The striking effect returns in the second Act before Nadir seeks out the Priestess who he has recognised as his Leïla – hunting out a human pearl rather than an underwater one. Woolcock and designer Dick Bird pursue the water effect with the blue sheet that billows menacingly during the tempest scene that the local population, following James Creswell’s imposing priest Nourabad, believe is the result of Nadir and Leïla’s indiscreet (and forbidden) liaison. We’re in a coastal Sri Lankan shanty town, modern times with the ever-present threat of a 2004 Boxing Day Indonesian-like tsunami (rather pertinent currently with the full horror of Hurricane Martin’s devastation of Haiti still to be confirmed). No wonder the populace in the first scene are so keen on Brahma and Claudia Boyle’s Leíla, the new priestess delivered with head covered, as well as a popular politician like Jacques Imbrailo’s Zurga, who they agree to follow unquestionably.

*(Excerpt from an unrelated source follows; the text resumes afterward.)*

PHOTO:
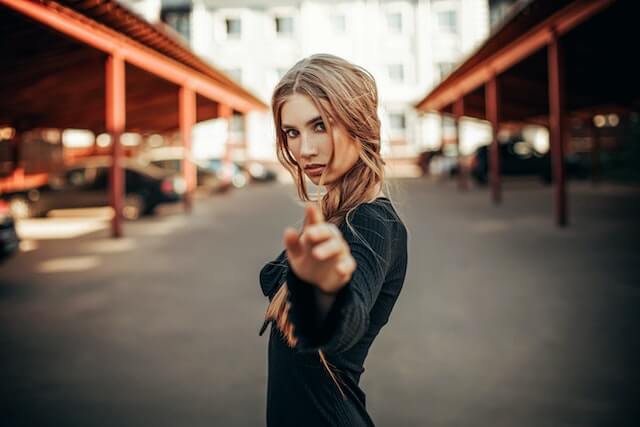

Operatic tragedy ensues, swathed in Bizet’s wonderful melodic and orchestral imagination, belying the oft-spouted opinion that Les Pêcheurs de Perles is a one-hit wonder (that duet again). Admittedly its melody does return at heightened moments, but there is much other memorable music to enjoy, especially from Robert Boër and ENO’s Orchestra. It’s an opera that deserves to come out of the shadows of Carmen (indeed, I’d much rather see Pearl Fishers than Carmen) and Woolcock’s subtly developing production is a real feather in ENO’s cap.